# Longest Mountain Subarray

• Difficulty Level : Medium
• Last Updated : 22 Sep, 2021

Given an array arr[] with N elements, the task is to find out the longest sub-array which has the shape of a mountain.

A mountain sub-array consists of elements that are initially in ascending order until a peak element is reached and beyond the peak element all other elements of the sub-array are in decreasing order.

Examples:

Input: arr = [2, 2, 2]
Output:
Explanation:
No sub-array exists that shows the behavior of a mountain sub-array.
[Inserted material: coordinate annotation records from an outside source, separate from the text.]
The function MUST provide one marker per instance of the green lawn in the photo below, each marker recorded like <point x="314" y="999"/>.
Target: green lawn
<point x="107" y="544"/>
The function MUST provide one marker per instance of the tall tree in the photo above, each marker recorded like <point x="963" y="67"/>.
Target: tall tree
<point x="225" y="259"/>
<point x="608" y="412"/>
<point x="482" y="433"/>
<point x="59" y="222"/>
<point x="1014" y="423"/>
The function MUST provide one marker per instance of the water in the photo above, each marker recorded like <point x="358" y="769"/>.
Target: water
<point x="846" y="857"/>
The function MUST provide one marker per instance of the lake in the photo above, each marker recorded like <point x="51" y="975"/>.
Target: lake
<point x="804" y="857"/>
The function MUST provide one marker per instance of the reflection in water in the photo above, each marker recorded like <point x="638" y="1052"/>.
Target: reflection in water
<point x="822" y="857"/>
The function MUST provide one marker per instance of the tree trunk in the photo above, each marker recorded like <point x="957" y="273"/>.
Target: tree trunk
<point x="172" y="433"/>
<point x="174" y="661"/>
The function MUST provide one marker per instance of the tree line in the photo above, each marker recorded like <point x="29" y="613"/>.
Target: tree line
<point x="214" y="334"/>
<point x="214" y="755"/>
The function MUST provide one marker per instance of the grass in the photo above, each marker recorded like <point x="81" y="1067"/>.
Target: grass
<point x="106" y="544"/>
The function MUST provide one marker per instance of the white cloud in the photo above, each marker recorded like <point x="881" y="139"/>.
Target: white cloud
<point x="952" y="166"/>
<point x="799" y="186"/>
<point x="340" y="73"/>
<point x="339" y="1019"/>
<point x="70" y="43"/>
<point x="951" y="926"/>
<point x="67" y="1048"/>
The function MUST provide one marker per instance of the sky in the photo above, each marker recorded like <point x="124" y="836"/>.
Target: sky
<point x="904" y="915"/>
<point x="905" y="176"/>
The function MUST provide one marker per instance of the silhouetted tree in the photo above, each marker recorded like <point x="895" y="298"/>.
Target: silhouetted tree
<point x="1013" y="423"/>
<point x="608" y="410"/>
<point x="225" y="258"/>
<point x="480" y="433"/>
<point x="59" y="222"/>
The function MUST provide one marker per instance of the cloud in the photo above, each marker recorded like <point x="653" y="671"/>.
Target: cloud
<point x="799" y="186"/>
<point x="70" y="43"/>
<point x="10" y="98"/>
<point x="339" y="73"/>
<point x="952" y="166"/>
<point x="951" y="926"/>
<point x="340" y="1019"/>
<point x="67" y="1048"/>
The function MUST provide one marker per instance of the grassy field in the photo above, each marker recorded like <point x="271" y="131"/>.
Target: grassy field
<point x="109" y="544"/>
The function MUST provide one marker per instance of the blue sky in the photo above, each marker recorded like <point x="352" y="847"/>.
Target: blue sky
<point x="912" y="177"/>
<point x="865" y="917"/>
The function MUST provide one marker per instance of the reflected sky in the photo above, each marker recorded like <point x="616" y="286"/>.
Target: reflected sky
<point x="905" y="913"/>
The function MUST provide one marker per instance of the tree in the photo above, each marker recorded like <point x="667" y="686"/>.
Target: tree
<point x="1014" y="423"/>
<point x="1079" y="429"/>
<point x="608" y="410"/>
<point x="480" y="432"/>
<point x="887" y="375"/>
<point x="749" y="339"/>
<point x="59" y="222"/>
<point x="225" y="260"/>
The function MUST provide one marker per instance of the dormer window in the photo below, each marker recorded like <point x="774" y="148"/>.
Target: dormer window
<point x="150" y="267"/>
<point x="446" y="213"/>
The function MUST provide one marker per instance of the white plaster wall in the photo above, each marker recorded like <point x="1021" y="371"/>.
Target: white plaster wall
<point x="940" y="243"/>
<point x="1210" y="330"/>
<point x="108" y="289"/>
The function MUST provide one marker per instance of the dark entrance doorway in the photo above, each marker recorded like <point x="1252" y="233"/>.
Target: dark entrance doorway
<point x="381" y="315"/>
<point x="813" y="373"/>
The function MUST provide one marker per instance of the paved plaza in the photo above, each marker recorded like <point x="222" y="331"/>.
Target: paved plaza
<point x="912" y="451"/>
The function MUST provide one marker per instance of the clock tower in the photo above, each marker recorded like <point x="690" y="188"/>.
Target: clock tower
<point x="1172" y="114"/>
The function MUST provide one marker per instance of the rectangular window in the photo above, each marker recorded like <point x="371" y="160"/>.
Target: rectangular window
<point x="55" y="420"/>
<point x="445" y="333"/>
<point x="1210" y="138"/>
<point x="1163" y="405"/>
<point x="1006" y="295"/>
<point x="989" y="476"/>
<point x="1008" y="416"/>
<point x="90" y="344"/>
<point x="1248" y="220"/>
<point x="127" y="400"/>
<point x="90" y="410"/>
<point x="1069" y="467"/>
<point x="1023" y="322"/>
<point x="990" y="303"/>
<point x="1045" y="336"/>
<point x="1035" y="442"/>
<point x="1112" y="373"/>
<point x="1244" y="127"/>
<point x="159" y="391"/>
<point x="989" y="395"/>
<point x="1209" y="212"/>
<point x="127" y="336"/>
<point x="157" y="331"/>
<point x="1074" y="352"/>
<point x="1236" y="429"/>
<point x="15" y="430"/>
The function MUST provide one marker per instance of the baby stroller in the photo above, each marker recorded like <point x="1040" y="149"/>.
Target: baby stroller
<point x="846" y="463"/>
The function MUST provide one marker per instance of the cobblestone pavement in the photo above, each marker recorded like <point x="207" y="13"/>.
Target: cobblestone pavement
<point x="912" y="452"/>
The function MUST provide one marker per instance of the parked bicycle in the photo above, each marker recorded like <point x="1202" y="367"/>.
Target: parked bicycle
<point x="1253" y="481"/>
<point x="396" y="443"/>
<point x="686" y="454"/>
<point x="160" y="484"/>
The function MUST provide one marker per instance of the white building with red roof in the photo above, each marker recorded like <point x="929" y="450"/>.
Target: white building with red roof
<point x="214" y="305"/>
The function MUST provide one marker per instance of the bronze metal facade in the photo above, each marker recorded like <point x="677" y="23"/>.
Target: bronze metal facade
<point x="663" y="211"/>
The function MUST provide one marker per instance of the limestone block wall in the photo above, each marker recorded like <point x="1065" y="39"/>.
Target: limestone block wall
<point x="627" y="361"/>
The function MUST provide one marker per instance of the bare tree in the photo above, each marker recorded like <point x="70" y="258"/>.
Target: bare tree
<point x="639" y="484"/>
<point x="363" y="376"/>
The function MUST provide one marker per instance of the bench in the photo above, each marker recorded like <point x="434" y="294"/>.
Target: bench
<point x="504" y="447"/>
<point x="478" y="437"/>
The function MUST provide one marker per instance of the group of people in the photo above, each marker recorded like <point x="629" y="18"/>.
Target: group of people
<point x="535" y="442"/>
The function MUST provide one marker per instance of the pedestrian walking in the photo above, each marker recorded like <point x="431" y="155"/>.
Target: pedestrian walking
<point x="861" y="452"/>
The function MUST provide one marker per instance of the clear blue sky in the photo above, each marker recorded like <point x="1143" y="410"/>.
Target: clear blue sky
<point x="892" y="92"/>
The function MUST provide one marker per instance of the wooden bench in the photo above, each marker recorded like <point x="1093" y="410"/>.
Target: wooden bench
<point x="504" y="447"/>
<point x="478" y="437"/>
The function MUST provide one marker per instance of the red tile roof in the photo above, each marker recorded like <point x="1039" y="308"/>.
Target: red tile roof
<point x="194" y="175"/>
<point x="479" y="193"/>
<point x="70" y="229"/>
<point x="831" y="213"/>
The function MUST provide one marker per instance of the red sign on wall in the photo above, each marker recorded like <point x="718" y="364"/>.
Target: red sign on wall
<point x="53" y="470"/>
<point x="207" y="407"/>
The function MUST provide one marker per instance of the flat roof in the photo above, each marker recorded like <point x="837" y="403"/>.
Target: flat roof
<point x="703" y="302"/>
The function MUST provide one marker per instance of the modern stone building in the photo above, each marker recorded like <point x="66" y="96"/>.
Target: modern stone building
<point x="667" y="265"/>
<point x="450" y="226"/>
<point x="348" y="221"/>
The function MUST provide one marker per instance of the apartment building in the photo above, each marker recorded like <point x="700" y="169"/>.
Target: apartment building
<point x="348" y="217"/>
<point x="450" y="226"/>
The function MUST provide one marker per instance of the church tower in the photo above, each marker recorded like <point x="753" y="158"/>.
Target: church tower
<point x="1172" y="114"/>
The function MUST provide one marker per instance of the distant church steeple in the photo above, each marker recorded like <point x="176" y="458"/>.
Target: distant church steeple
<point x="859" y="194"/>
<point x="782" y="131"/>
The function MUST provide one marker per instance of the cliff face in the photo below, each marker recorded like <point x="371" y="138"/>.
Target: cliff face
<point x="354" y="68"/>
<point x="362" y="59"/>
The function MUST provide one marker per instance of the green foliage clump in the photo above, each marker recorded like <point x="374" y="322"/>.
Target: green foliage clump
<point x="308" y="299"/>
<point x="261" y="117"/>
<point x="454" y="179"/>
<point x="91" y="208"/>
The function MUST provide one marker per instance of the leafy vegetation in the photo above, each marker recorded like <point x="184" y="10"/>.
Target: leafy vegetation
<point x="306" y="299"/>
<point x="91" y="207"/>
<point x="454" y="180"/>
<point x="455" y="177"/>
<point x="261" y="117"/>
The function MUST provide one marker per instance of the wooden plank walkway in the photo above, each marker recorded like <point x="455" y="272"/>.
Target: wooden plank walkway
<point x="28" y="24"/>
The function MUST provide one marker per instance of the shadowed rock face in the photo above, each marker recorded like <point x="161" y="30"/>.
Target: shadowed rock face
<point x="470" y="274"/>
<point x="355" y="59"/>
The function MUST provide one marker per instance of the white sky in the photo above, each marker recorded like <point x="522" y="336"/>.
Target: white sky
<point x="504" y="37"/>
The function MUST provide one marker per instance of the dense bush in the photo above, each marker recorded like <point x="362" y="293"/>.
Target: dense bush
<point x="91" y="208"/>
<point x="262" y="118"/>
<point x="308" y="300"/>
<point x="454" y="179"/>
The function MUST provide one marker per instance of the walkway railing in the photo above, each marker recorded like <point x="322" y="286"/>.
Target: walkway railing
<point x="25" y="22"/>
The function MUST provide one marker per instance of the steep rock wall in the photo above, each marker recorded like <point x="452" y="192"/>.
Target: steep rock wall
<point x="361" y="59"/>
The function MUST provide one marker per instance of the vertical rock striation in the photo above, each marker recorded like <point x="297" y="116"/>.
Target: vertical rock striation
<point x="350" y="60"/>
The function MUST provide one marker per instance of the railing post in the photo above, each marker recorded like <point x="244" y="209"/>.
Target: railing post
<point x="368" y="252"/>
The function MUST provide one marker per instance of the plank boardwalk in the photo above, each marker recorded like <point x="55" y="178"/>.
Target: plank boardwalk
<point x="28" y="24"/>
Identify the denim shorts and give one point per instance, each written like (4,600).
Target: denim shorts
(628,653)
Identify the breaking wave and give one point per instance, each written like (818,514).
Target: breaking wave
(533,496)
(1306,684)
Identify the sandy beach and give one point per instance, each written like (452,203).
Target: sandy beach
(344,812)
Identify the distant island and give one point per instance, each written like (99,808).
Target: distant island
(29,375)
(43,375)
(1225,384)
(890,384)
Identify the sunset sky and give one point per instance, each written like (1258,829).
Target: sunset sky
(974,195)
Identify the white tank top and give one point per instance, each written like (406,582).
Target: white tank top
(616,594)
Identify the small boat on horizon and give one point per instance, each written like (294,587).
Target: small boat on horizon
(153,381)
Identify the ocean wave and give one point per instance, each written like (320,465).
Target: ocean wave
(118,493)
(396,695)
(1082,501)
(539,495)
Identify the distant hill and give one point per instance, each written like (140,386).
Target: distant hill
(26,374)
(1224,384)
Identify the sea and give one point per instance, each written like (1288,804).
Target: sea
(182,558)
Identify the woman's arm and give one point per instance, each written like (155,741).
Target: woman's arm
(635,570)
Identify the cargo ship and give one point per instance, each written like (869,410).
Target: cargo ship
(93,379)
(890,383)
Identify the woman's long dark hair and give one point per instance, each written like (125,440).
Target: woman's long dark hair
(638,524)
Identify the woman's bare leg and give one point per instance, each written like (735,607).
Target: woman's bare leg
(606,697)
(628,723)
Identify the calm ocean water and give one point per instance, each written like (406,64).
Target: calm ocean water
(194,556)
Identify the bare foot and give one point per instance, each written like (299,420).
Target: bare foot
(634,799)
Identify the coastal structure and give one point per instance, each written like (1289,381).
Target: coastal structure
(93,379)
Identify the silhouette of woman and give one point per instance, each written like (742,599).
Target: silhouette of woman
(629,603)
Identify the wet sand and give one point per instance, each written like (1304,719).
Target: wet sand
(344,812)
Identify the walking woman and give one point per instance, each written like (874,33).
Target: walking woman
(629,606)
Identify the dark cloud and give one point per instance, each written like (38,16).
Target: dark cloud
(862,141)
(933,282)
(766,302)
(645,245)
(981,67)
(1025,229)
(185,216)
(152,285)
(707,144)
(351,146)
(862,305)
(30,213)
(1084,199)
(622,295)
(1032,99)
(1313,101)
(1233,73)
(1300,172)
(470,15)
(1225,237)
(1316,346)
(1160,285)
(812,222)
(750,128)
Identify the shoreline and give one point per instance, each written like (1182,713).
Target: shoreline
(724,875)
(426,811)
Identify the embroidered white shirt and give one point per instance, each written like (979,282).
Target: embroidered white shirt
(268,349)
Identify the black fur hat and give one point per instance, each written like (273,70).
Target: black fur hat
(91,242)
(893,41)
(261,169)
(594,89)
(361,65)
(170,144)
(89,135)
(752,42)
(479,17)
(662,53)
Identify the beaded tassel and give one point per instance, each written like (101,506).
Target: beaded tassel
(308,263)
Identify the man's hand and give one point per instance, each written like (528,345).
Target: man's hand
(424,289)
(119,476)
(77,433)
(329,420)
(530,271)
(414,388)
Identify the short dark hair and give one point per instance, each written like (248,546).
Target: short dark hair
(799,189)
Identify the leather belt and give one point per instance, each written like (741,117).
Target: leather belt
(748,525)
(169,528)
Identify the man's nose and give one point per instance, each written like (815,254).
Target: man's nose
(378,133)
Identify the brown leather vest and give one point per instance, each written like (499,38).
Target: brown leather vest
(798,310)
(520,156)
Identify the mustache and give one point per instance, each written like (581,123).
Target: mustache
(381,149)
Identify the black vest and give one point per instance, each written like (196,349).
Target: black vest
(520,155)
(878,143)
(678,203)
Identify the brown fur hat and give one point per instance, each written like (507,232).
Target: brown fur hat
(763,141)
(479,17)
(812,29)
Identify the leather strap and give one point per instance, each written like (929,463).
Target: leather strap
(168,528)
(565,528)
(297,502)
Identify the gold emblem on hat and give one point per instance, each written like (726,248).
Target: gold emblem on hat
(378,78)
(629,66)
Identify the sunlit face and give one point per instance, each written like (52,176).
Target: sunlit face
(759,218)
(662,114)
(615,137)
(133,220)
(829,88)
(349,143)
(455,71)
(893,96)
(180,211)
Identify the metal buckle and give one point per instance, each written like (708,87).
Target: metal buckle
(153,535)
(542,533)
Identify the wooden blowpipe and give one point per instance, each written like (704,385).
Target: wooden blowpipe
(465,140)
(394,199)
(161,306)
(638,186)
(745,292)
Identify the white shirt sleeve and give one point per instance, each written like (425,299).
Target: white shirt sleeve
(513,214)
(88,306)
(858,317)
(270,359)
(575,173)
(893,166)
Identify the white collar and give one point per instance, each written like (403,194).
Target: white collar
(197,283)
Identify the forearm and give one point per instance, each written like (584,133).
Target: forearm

Input: arr = [1, 3, 1, 4, 5, 6, 7, 8, 9, 8, 7, 6, 5]
Output: 11
Explanation:
There are two sub-arrays that can be considered as mountain sub-arrays. The first one is from index 0 – 2 (3 elements) and next one is from index 2 – 12 (11 elements).  As 11 > 2, our answer is 11.

Naive Approach:
Go through every possible sub-array and check whether it is a mountain sub-array or not. This might take a long time to find the solution and the time complexity for the above approach can be estimated as O(N*N) to go through every possible sub-array and O(N) to check whether it is a mountain sub-array or not. Thus, the overall time complexity for the program is O(N3) which is very high.

Efficient Approach:

1. If the length of the given array is less than 3, print 0 as it is not possible to have a mountain sub-array in such a case.
2. Set the maximum length to 0 initially.
3. Use the two-pointer technique (‘begin’ pointer and ‘end’ pointer) to find out the longest mountain sub-array in the given array.
4. When an increasing sub-array is encountered, mark the beginning index of that increasing sub-array in the ‘begin’ pointer.
5. If an index value is found in the ‘end’ pointer then reset the values in both the pointers as it marks the beginning of a new mountain sub-array.
6. When a decreasing sub-array us encountered, mark the ending index of the mountain sub-array in the ‘end’ pointer.
7. Calculate the length of the current mountain sub-array, compare it with the current maximum length of all-mountain sub-arrays traversed until now and keep updating the current maximum length.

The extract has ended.